Дромон «Агамемнон» оказался отличным судном — небольшой, с узким стремительным корпусом, среди военных судов он занимал нишу между юркой галеей и куда более основательными селандром или памфилом. Относясь к классу монер — кораблей с одним рядом весел, «Агамемнон» имел тридцать гребцов — по числу весел — залитую асфальтом палубу на носу и корме, мощный таран и две мачты с косыми латинскими парусами. Собственно, паруса-то сейчас и обеспечивали «Агамемнону» очень приличную скорость.
— Хороший корабль! — стоя на носовой палубе, Алексей ловил лицом брызги — судно заметно качало — недостаток всех монер и вообще — узких судов.
— Да, замечательный, — тоном радушного хозяина отозвался капитан Афиноген Скаладос, личным приказом старшего протокуратора Маврикия недавно выпущенный из узилища секрета ночной стражи, где отсиживался за членовредительство, дебош и драку.

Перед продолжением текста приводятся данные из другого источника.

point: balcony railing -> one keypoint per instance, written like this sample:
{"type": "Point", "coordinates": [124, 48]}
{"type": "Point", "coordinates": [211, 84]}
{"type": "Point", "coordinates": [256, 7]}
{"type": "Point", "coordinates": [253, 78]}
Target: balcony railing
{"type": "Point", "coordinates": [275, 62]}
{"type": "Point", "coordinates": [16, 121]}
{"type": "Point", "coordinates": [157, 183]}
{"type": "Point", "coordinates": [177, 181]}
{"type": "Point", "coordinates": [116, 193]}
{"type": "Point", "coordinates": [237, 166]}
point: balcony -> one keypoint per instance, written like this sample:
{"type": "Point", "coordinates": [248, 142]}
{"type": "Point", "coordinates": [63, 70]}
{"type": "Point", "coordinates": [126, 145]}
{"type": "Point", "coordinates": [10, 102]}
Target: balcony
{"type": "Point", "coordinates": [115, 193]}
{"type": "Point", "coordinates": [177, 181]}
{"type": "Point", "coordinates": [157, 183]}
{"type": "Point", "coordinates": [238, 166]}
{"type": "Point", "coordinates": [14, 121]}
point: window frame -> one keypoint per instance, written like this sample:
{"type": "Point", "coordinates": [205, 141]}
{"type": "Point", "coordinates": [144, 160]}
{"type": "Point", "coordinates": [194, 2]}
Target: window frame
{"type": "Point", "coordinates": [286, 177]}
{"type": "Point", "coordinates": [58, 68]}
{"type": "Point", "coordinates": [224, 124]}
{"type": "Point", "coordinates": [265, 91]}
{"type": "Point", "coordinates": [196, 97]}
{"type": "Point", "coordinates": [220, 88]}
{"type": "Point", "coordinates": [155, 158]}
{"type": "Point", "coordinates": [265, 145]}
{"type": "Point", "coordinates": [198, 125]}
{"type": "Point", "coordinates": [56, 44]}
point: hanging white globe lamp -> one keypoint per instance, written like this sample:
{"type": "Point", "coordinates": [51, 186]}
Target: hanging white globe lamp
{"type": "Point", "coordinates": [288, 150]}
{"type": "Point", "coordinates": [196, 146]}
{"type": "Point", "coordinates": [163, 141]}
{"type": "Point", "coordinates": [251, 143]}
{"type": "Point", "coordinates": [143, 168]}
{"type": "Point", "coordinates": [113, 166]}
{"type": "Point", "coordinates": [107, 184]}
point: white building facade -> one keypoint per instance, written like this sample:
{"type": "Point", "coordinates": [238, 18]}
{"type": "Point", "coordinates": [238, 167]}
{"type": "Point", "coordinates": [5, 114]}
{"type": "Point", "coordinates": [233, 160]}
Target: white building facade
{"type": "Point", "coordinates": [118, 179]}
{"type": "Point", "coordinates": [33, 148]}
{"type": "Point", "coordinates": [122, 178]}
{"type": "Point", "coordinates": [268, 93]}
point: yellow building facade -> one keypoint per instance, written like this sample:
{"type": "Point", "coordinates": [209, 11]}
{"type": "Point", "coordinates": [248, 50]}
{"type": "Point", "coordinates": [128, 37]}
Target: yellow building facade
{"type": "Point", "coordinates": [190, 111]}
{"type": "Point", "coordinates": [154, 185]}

Афиноген выглядел настоящим моряком — коренастый, плечистый, ловкий, с умным волевым лицом, обрамленным широкой тщательно подстриженною бородкой, какую в более поздние времена назвали бы «шкиперской». Для большего удобства он был одет на латинский манер — узкие штаны-чулки и короткая бархатная куртка с наборным поясом и золотой цепью на шее, все — сверкающее, ало-желто-синее, по последней бургундской моде, вот только башмаки были разношенные и мягкие, вовсе без длинных носов, что и понятно — ну-ка, побегай-ка по палубе в модных туфлях!
— Что вы на меня так смотрите, господин тавуллярий?
— Старший тавуллярий — с вашего позволения.
— Ах, да, да — старший, — капитан похихикал. — Думаете, не латинянин я? Не католик ли? Признайтесь, ведь так думаете?
— Ну… да, — улыбнулся Лешка. — Судя по вашей одежде…
— А вы попробуйте походить по судну в одежде ромейского вельможи — в длинных туниках, в тяжелых парчовых накидках до самой палубы. Жутко неудобно — я вам говорю. А так — я православный, и даже никогда не поддерживал унию, хотя многие говорили, что она и поможет против турок. Что-то не очень помогла — правильно, что ее прокляли на соборе в Иерусалиме.
— Говорят, римский папа объявил против магометан крестовый поход, — перекрикивая поднявшийся ветер, сообщил Алексей. — Правда, это пока не точные сведения — только слухи.
— А? Что?
— Слухи, я говорю!
Старший тавуллярий покрутил головой. Наверное, все ж таки капитан Афиноген Скаладос был прав: заключенная четыре года назад во Флоренции уния, подчинявшая православную церковь католической, возложенных на нее надежд византийцев не выполнила — никакой толковой помощи против экспансии турок католики предложить не смогли. И вот совсем недавно уния была предана проклятию на Иерусалимском соборе православной церкви. Некоторые, кстати, считали — что зря. Сам Лешка к подобным богословско-политическим вопросам вообще-то относился довольно равнодушно, однако, сама по себе идея союза, унии — если отбросить всю религиозно-идеологическую шелуху — несомненно имела одно важное свойство — вполне могла бы объединить всех христиан в борьбе против магометан-турок, все больше наползавших на южную Европу. Могла бы… Но, вот, похоже, не договорились, вернее — предали проклятию договор. Римский папа и патриарх, католические и православные клирики ну никак не могли решить, кто же из них главнее! Ну, толкались и собачились меж собою, прямо, как дети в игре «хозяин горы». Взрослые люди… Перед лицом самой жуткой опасности!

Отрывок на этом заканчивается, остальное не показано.